Sorti en plein milieu de l’été, Hasta Mañana est d’emblée desservi par une campagne d’affichage trompeuse qui évoque une comédie estivale dans l’esprit de Nos jours heureux d’Éric Toledano et Olivier Nakache (la conception graphique des deux affiches est rigoureusement identique). On pourra pester une fois de plus devant l’insupportable paresse du distributeur, qui sous prétexte de donner ses chances au film en ratissant large via une campagne promo dont les codes visuels semblent acquis pour le public-cible, ne fait en réalité que le plomber. Rien de plus éloigné en effet que ce Hasta Mañana doux-amer, ancré dans une réalité sociale douloureuse malgré ses airs de fable, et la comédie de colonies de vacances du tandem Toledano-Nakache. Ici, les gags sont rares, et si les bons mots fusent parfois, ils sont enrobés d’une couche d’acidité qui laisse entrevoir la véritable ambition des deux jeunes réalisateurs, dont c’est le premier film.

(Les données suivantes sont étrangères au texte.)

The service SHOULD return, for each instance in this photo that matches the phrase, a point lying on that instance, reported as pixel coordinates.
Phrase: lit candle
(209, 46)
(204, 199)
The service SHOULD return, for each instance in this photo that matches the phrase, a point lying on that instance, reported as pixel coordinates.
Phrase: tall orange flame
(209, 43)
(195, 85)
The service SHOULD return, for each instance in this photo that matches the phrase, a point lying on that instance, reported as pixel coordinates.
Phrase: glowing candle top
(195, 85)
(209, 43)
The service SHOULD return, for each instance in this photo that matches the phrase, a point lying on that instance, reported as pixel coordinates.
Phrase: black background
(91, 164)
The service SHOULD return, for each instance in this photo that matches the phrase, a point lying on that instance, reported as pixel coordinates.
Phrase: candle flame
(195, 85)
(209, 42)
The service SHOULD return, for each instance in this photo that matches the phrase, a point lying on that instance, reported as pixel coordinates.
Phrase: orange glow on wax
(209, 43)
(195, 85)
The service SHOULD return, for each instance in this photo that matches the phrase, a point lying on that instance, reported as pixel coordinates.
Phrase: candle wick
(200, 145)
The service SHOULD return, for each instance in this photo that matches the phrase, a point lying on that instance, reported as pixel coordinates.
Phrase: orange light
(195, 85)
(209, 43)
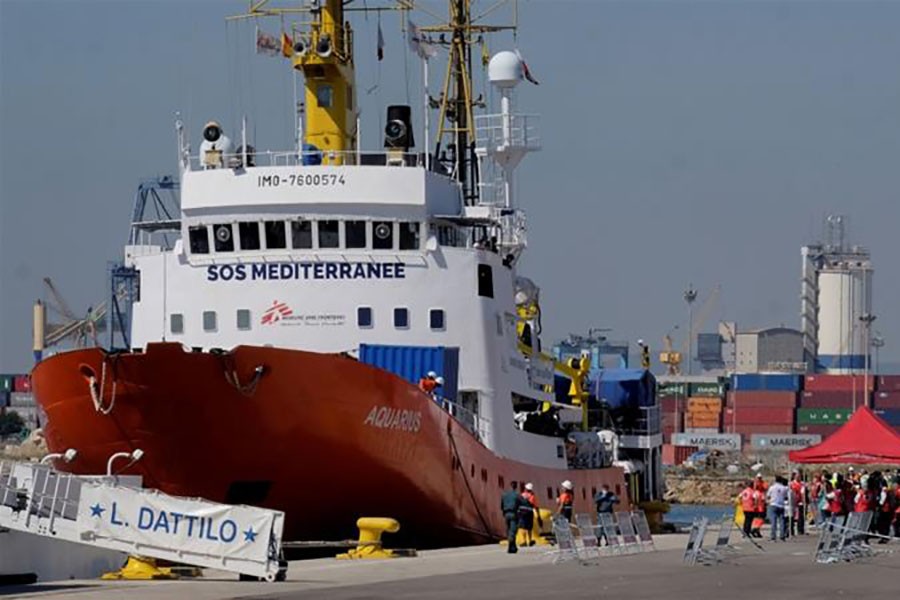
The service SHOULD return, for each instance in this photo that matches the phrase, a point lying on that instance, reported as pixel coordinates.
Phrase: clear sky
(683, 142)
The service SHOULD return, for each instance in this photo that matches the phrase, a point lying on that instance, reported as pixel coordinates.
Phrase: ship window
(364, 316)
(409, 236)
(224, 235)
(328, 234)
(199, 239)
(301, 234)
(176, 323)
(275, 234)
(325, 95)
(355, 234)
(436, 319)
(383, 235)
(485, 281)
(249, 231)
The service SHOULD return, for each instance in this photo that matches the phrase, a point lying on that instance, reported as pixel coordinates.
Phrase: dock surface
(785, 570)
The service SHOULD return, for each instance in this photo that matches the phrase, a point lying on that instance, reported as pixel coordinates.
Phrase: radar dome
(505, 69)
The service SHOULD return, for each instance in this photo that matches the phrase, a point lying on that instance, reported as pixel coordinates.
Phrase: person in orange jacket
(565, 501)
(748, 505)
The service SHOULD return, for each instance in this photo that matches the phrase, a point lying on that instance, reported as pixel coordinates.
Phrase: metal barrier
(695, 541)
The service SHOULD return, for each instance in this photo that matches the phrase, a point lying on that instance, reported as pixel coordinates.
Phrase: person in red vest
(748, 505)
(897, 509)
(835, 499)
(565, 500)
(886, 505)
(759, 497)
(862, 501)
(798, 518)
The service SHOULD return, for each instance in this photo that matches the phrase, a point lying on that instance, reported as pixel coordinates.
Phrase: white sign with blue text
(152, 519)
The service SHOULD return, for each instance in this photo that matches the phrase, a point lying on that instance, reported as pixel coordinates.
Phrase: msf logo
(276, 312)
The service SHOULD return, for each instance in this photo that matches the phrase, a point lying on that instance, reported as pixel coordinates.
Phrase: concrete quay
(785, 571)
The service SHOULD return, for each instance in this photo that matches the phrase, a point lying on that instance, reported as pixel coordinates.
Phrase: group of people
(790, 504)
(520, 509)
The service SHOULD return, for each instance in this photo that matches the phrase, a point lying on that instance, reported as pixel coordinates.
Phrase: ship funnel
(398, 131)
(215, 146)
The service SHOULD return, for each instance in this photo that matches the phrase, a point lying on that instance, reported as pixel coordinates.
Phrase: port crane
(673, 359)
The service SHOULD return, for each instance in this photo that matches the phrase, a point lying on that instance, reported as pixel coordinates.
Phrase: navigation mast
(456, 123)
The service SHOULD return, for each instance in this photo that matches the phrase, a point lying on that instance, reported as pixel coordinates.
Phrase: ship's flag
(419, 44)
(526, 71)
(380, 42)
(266, 43)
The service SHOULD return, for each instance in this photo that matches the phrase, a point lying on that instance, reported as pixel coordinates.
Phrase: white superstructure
(837, 302)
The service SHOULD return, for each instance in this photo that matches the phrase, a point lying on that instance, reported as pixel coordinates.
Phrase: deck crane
(673, 359)
(81, 330)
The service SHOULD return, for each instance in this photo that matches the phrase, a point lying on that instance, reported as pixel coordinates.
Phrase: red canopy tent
(864, 439)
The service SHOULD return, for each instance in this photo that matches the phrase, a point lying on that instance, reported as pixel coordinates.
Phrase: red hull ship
(324, 438)
(290, 258)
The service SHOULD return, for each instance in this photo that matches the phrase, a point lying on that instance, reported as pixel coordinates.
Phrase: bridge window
(243, 319)
(409, 236)
(382, 235)
(355, 234)
(224, 235)
(209, 320)
(249, 232)
(436, 319)
(276, 237)
(328, 234)
(485, 281)
(199, 239)
(301, 234)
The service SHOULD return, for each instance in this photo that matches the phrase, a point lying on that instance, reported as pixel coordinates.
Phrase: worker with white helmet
(565, 500)
(526, 513)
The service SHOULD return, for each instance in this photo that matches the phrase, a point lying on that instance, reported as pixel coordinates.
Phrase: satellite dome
(505, 69)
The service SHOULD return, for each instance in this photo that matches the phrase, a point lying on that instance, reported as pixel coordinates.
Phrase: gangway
(116, 513)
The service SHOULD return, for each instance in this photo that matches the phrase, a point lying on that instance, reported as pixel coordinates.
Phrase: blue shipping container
(624, 388)
(757, 382)
(891, 416)
(413, 362)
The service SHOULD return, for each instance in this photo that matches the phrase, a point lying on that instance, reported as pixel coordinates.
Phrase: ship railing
(472, 421)
(498, 132)
(310, 158)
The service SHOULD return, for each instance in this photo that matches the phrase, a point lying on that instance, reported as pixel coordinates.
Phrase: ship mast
(456, 126)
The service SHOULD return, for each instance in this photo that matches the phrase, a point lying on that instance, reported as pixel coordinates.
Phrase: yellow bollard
(370, 531)
(140, 568)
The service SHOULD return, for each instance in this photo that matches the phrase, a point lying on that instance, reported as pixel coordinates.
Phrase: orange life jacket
(748, 501)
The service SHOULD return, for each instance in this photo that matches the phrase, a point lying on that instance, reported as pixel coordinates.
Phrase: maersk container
(414, 362)
(757, 382)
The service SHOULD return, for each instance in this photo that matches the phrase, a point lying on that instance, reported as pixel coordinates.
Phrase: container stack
(672, 398)
(761, 403)
(16, 396)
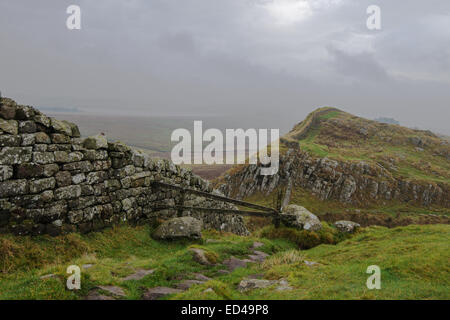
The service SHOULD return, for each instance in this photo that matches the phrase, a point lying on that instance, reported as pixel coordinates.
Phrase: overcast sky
(277, 59)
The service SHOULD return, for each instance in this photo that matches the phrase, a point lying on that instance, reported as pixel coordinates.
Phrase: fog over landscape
(265, 63)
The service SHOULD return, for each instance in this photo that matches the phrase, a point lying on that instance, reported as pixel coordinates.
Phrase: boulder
(176, 228)
(199, 256)
(298, 217)
(347, 226)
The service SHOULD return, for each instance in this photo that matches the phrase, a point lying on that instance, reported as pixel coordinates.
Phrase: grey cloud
(211, 57)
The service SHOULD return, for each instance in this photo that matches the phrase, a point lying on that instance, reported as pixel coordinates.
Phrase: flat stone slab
(201, 277)
(234, 263)
(257, 244)
(251, 283)
(199, 256)
(258, 256)
(139, 274)
(114, 290)
(311, 263)
(159, 292)
(95, 295)
(186, 284)
(48, 276)
(223, 271)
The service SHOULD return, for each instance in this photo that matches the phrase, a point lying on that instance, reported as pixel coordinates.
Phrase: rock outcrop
(53, 181)
(353, 182)
(347, 226)
(298, 217)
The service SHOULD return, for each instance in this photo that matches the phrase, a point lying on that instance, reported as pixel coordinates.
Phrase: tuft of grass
(305, 239)
(286, 257)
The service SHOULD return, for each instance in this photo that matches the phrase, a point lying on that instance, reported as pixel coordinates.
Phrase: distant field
(151, 134)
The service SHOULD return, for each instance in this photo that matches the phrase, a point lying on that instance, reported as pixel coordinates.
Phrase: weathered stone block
(43, 157)
(81, 166)
(24, 113)
(87, 190)
(101, 165)
(27, 127)
(78, 178)
(68, 192)
(92, 212)
(59, 138)
(40, 185)
(96, 177)
(61, 126)
(29, 170)
(40, 147)
(75, 156)
(9, 126)
(75, 216)
(7, 140)
(42, 137)
(50, 170)
(7, 112)
(96, 142)
(42, 119)
(63, 178)
(61, 156)
(118, 146)
(28, 139)
(15, 155)
(6, 172)
(13, 188)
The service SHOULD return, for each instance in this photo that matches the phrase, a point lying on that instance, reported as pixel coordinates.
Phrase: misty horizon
(269, 61)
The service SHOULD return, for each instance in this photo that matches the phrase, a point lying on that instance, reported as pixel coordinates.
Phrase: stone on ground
(298, 217)
(201, 277)
(186, 284)
(199, 256)
(347, 226)
(250, 284)
(95, 295)
(96, 142)
(234, 263)
(258, 256)
(114, 290)
(181, 227)
(253, 283)
(257, 244)
(139, 274)
(159, 292)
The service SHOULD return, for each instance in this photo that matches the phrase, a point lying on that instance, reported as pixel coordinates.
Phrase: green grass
(413, 262)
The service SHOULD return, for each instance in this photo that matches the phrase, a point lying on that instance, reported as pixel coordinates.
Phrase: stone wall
(53, 181)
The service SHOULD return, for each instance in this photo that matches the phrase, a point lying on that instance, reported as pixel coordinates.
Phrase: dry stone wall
(53, 181)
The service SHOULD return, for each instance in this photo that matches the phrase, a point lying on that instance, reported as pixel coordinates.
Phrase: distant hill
(387, 120)
(335, 161)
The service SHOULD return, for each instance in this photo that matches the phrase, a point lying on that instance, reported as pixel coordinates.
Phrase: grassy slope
(413, 260)
(387, 145)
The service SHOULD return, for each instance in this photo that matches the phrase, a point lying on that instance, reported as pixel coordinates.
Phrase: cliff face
(337, 156)
(53, 181)
(356, 183)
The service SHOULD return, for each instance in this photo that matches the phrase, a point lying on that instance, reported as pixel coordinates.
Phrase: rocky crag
(54, 181)
(337, 156)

Si Hasta Mañana met effectivement en scène un groupe d’ados, de pré-ados et les éducateurs qui les chaperonnent dans la campagne ensoleillée du sud de la France, on est loin de l’insouciance potache des colos : l’action se situe dans un foyer pour enfants, et l’humeur n’est pas franchement à la rigolade. Léo, le jeune héros, revient d’un séjour en hôpital psychiatrique ; sensible, rêveur, passionné d’écriture et de cinéma, il retrouve son meilleur ami, Nino, qui attend impatiemment que Léo termine enfin sa première nouvelle. Un matin, alors qu’il vient justement de mettre la dernière touche à son récit, Léo découvre que Nino a fugué. Au gré des lettres que celui-ci envoie à Léo au cours de son périple, son intention se dévoile : rejoindre Paris pour rencontrer Claude Lelouch, idole de Léo, et lui faire lire les écrits de son meilleur ami.
Lelouch, désir d’avenir ?
Hasta Mañana est de ces films que l’on aurait envie d’aimer et de défendre, bec et ongles : la sincérité d’Olivier Vidal et Sébastien Maggiani, les deux réalisateurs (très jeunes : Maggiani n’a que 18 ans), ne fait aucun doute. Mais l’enfer est pavé de bonnes intentions, et le film se prend très vite les pieds dans le fil de ses ambitions. Les meilleurs films sur l’enfance requièrent un dosage minutieux qui ne souffre pas l’approximation ; la mièvrerie et l’angélisme guettent à chaque plan, et les deux cinéastes tombent dedans la tête la première. Entre fable aux relents de récit initiatique et chronique du quotidien en foyer, Hasta Mañana voudrait trouver le bon équilibre mais, en dépit de la justesse de ses jeunes comédiens, passe à côté de son sujet. Il n’y a pas grand-chose de crédible, d’emblée, dans cette admiration (jamais expliquée) du jeune héros pour Claude Lelouch, dont les films ne parlent plus à personne depuis longtemps. Pas grand-chose de convaincant non plus dans ce scénario à tiroirs, dont les ficelles sont si grossières qu’on devine très vite jusqu’où elles veulent nous mener. Et, en dépit de quelques jolies scènes entre les enfants et les éducateurs ou psychologues qui les accompagnent, le contexte social sur lequel repose tout le film est bancal, souvent plombé par une tendance à la sensiblerie et malmené par un montage hésitant, trahissant une cruelle absence de vision de la part des réalisateurs. Qui trop embrasse mal étreint, et à vouloir explorer une multitude de sujets, Hasta Mañana les survole maladroitement. Mais Olivier Vidal et Sébastien Maggiani ont un désir de cinéma si fort qu’il serait dommage que ce coup d’essai, malgré ses maladresses, ne leur donne pas la possibilité de creuser leur chemin.